Don’t Kill Time

If you’re okay with killing time, it’s not scarce enough.

Time is scarce, life is short, and as the grains of sand slip through the hourglass, so does the precious gift of time. Once gone, it disappears forever. We all know these things. And yet, at work and at home, we’re so lost in a trance of distraction that killing time has become a chronic disease.

I remember the moment I started thinking about this. It was 2017, I was living in New York, and if I didn’t find a roommate, I’d go broke. I was paying for two rooms in my apartment, and my name was on the lease. None of my friends wanted the spare room, so I posted an ad on Craigslist. Two hours later, I received a reply from a 31-year-old PhD candidate named Mark. My roommate and I invited him to tour the apartment, and since he seemed like a nice guy, we invited him to live with us.

From the moment he climbed up our narrow Brooklyn stairwell, Mark spoke with a debilitated mumble.

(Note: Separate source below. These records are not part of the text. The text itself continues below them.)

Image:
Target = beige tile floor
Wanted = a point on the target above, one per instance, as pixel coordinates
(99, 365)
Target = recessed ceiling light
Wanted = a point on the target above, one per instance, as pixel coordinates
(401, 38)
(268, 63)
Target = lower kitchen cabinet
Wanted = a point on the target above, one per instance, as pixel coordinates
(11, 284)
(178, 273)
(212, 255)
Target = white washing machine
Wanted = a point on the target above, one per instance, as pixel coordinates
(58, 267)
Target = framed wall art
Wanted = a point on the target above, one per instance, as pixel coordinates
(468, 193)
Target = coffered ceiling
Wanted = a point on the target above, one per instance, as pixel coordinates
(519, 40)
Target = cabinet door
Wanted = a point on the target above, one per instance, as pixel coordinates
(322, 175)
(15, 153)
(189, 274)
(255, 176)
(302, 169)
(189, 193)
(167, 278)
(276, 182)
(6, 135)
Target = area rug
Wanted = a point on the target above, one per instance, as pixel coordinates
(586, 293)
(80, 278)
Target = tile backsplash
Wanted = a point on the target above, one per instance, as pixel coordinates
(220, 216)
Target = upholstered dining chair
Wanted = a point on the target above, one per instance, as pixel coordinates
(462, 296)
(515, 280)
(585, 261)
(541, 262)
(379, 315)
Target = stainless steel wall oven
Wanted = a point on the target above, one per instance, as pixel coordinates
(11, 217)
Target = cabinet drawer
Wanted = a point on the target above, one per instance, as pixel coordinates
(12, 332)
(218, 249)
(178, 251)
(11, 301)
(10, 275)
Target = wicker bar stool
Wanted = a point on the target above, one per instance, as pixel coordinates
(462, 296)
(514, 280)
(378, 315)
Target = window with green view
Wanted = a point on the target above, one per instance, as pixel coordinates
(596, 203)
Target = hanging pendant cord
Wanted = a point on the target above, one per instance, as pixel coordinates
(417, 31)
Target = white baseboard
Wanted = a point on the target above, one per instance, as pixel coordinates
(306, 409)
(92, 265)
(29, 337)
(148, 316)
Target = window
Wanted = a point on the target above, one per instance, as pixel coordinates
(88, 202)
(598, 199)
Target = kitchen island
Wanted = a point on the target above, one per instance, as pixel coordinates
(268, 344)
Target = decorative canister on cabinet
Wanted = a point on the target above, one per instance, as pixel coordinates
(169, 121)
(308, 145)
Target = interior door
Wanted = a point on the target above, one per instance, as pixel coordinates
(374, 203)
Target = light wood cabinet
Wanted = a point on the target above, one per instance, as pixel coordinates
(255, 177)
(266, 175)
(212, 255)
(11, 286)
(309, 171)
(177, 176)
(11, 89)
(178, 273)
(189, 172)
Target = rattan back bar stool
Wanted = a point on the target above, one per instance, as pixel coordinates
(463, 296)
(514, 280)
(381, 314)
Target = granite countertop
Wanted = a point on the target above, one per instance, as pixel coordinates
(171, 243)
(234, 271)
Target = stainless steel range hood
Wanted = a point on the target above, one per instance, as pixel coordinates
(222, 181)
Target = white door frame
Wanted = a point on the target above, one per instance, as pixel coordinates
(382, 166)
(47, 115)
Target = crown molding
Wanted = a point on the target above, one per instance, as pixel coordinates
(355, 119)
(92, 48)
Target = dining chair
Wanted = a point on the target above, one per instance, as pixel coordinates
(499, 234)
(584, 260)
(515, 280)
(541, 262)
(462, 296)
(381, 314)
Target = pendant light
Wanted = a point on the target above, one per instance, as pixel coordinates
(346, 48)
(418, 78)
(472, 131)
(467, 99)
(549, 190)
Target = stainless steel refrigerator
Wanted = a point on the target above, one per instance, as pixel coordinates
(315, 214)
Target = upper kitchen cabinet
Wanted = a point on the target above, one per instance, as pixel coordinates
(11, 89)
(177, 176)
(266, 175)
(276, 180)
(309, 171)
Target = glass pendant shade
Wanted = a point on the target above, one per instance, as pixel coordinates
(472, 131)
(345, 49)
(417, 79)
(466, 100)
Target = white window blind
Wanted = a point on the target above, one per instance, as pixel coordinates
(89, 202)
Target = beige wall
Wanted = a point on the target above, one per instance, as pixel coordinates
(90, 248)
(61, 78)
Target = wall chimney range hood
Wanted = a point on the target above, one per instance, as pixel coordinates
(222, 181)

He had the round back of a slow-to-mature third-grader who dreams of being picked first in kickball someday, but is always picked last. Like Mark, those kids are mad at themselves, not the world. Externally, they’re harmless. But internally, they’re a stew of pain and passive insecurity.

In the afternoons, Mark would mope from his bedroom to the living room, where he turned on Netflix. When the weight of invisible agony pressed hard enough on his eyelids, he’d pass out. Some days, I’d come home at 6pm to find him can’t-even-wake-him-up sleeping on the couch. Later, we discovered that he was taking emergency-room-grade anxiety medications every morning, and drowning himself to sleep with Heineken, always a Heineken, in the evening. Ironically, he was writing his PhD thesis on tobacco addiction treatment, and sadly, it wasn’t curing his own addiction. He was caught between the rock of loneliness and the hard place of an evaporating bank account. Slowly, his anxiety turned into a gloomy depression — not sadness, but a bland disposition where he didn’t feel anything.

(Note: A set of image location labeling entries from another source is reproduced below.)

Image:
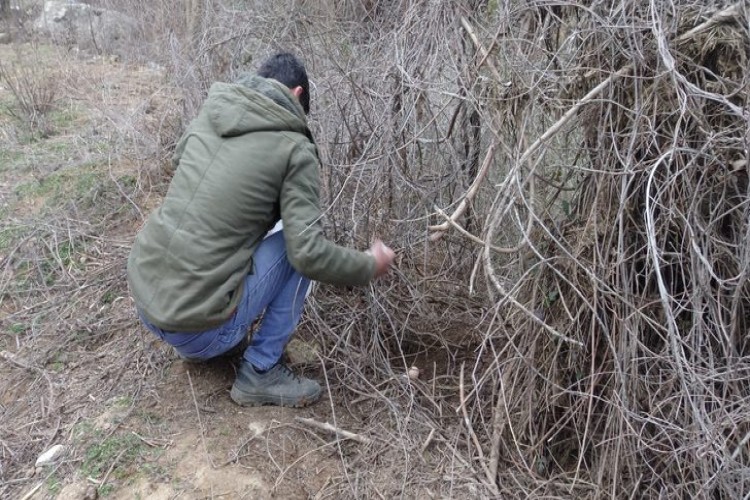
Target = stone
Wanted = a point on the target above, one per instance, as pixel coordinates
(51, 456)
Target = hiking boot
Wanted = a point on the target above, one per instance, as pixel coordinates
(278, 386)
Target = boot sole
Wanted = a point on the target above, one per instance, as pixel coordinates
(244, 399)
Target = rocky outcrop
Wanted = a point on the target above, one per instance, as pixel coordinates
(78, 24)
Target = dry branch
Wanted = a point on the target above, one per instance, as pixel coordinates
(325, 426)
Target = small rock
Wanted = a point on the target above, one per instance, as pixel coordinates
(51, 456)
(91, 493)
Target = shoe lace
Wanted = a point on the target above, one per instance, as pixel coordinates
(289, 373)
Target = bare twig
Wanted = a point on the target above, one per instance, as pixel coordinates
(325, 426)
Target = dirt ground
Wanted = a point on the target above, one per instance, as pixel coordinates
(75, 367)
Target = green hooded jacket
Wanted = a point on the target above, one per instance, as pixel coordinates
(246, 161)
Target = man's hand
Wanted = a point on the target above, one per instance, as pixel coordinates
(384, 257)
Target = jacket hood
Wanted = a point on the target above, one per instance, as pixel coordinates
(254, 104)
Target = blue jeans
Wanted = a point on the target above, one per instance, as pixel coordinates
(274, 286)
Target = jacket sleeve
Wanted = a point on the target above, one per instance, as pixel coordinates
(308, 250)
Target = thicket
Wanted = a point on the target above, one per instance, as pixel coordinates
(566, 185)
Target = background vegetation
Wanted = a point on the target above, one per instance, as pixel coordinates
(566, 187)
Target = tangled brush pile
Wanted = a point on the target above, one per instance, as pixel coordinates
(620, 363)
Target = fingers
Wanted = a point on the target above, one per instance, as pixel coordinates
(384, 257)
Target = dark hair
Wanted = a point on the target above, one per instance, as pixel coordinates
(287, 69)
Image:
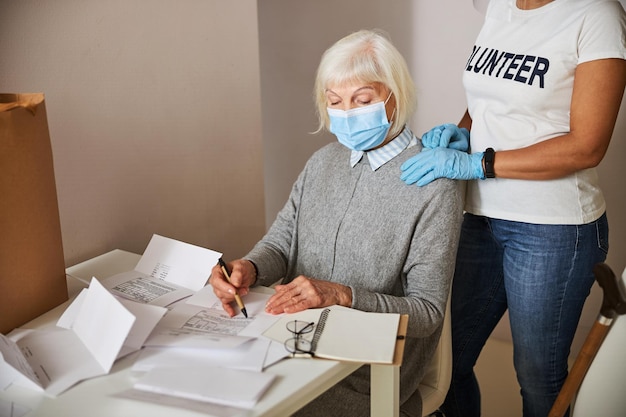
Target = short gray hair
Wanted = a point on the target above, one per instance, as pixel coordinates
(366, 56)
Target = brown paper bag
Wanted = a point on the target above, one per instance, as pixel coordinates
(32, 267)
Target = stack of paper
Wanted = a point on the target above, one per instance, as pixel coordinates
(190, 350)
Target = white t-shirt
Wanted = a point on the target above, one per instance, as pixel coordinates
(518, 81)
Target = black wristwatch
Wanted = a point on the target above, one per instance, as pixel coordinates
(488, 159)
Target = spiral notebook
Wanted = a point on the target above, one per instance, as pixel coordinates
(346, 334)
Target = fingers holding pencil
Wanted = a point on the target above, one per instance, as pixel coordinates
(230, 283)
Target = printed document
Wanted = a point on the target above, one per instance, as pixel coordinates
(168, 271)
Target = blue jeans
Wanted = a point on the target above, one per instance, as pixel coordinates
(542, 274)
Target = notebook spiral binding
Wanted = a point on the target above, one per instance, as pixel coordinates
(319, 329)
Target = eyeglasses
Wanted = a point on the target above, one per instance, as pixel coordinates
(298, 344)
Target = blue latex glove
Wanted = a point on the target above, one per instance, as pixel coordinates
(431, 164)
(447, 136)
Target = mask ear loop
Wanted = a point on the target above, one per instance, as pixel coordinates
(394, 108)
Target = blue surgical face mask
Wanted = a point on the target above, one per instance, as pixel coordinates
(361, 128)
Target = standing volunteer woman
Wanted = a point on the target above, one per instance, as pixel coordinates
(544, 84)
(352, 233)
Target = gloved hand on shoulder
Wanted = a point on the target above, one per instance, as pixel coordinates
(431, 164)
(447, 136)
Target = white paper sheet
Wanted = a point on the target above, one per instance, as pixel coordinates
(146, 318)
(214, 410)
(12, 409)
(249, 356)
(217, 385)
(177, 262)
(142, 288)
(258, 320)
(60, 358)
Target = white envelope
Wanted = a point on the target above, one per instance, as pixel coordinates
(55, 360)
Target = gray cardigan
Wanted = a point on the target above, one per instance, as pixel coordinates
(394, 245)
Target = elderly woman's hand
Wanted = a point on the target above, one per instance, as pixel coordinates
(242, 276)
(304, 292)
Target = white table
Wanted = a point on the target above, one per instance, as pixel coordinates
(298, 380)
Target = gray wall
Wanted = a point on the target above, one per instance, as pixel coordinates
(154, 116)
(161, 121)
(435, 37)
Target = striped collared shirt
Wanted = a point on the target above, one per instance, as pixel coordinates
(379, 157)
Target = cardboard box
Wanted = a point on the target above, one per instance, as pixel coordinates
(32, 266)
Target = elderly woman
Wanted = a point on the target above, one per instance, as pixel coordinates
(352, 233)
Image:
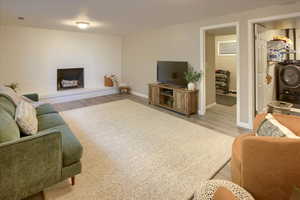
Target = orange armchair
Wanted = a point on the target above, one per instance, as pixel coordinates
(268, 167)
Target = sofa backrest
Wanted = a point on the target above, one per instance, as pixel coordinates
(290, 121)
(7, 105)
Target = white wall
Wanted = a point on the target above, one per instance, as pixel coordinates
(227, 62)
(182, 42)
(30, 56)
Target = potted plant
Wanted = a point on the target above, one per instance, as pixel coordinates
(192, 77)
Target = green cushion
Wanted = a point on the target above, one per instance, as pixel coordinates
(9, 129)
(45, 109)
(49, 121)
(8, 106)
(72, 149)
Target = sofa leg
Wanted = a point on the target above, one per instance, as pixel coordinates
(73, 180)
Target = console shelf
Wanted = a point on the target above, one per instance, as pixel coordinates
(179, 100)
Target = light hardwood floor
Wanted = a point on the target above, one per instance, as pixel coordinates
(220, 118)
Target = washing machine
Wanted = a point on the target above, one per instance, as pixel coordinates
(288, 81)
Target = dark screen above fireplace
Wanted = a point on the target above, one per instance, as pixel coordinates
(70, 78)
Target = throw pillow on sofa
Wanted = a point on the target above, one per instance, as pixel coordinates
(10, 93)
(26, 118)
(9, 130)
(271, 127)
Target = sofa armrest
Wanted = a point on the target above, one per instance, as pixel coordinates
(29, 165)
(33, 96)
(270, 166)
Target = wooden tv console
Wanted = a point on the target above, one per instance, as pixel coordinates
(179, 100)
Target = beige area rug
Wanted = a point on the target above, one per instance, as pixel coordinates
(134, 152)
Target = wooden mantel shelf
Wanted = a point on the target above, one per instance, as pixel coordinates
(177, 99)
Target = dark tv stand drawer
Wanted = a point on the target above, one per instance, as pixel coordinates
(173, 98)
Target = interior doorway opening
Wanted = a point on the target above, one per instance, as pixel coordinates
(220, 67)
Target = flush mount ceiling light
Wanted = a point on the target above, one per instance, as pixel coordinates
(83, 25)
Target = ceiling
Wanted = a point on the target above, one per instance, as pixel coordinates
(283, 24)
(223, 31)
(119, 16)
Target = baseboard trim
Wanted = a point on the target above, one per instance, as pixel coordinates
(244, 125)
(77, 95)
(211, 105)
(139, 94)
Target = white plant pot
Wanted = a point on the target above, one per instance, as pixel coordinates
(191, 86)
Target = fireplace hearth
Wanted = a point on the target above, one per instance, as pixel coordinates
(70, 78)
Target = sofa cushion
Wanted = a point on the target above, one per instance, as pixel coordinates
(271, 127)
(8, 105)
(236, 158)
(49, 121)
(45, 109)
(8, 127)
(72, 149)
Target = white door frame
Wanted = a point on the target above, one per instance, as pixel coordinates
(251, 58)
(202, 91)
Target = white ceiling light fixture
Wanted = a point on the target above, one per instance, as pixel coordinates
(83, 25)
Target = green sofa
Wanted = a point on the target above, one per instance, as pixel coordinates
(29, 164)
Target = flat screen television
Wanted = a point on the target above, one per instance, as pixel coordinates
(169, 72)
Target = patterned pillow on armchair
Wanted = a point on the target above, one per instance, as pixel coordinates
(221, 190)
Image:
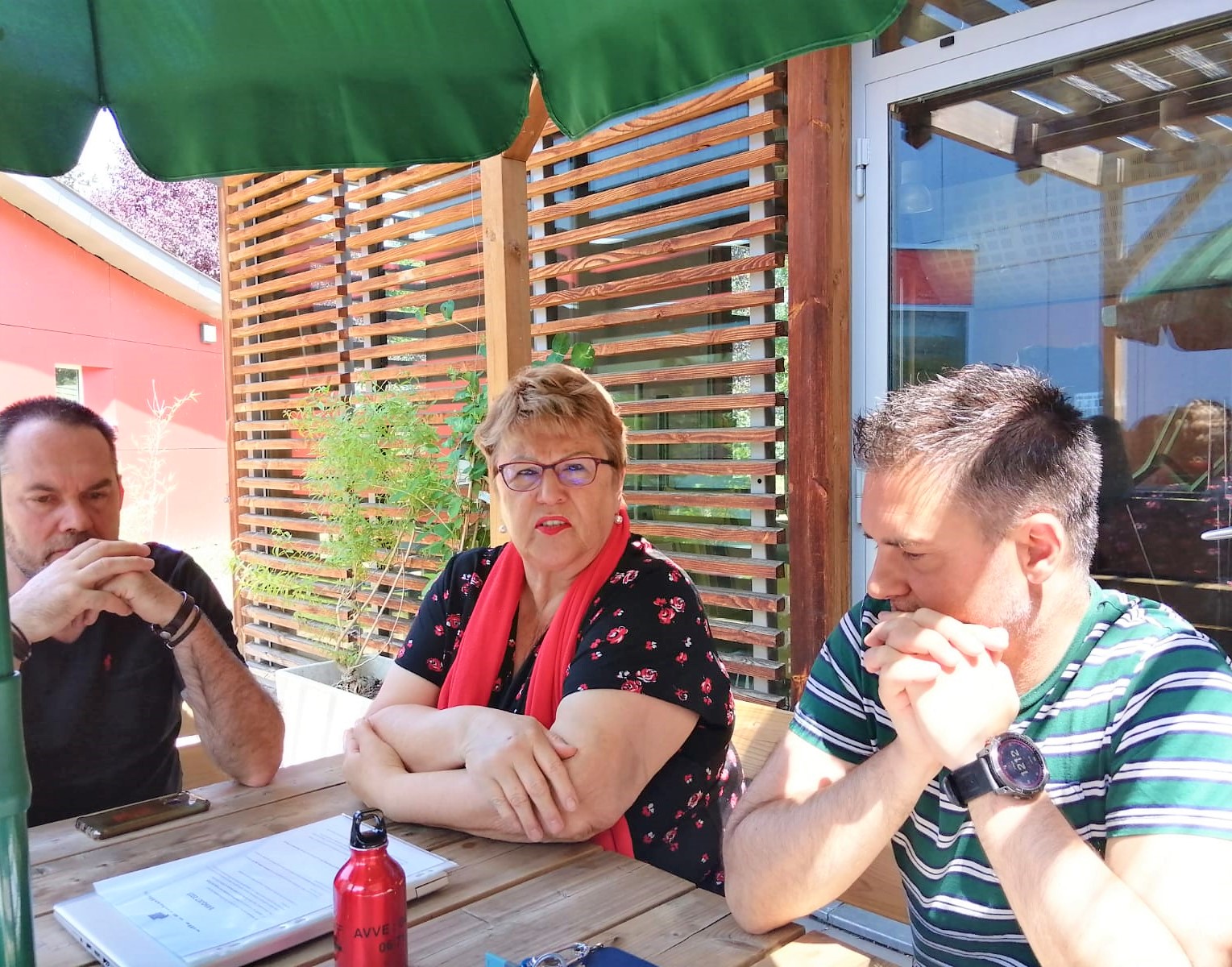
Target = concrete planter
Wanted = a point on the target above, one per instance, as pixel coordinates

He was also late on his rent. He never spoke about friends, and once, he came home with bruises and a broken arm from a seizure.

And yet, as his life spiraled into chaos, he stayed apparently calm. It wasn’t a Stoic, powerful calmness. It was a helpless calm, where nothing was worth doing because the world was too difficult. Perhaps he was allergic to people. He was so burdened by life, and so overwhelmed by his thesis, that the only thing he wanted to do was “veg out” and kill time.

At some point, it occurred to me that there’s a Mark in all of us — a person who can’t confront the challenges of the modern world and can’t resist the allure of distractions from it. A person who is cynical about everything because pessimism requires no imagination. A person so paralyzed by the tyranny of judgement that they close the door, retreat to the couch, and watch others live their lives on TV instead of walking the pavement themselves. And whenever that person surfaces, so does the desire to kill time.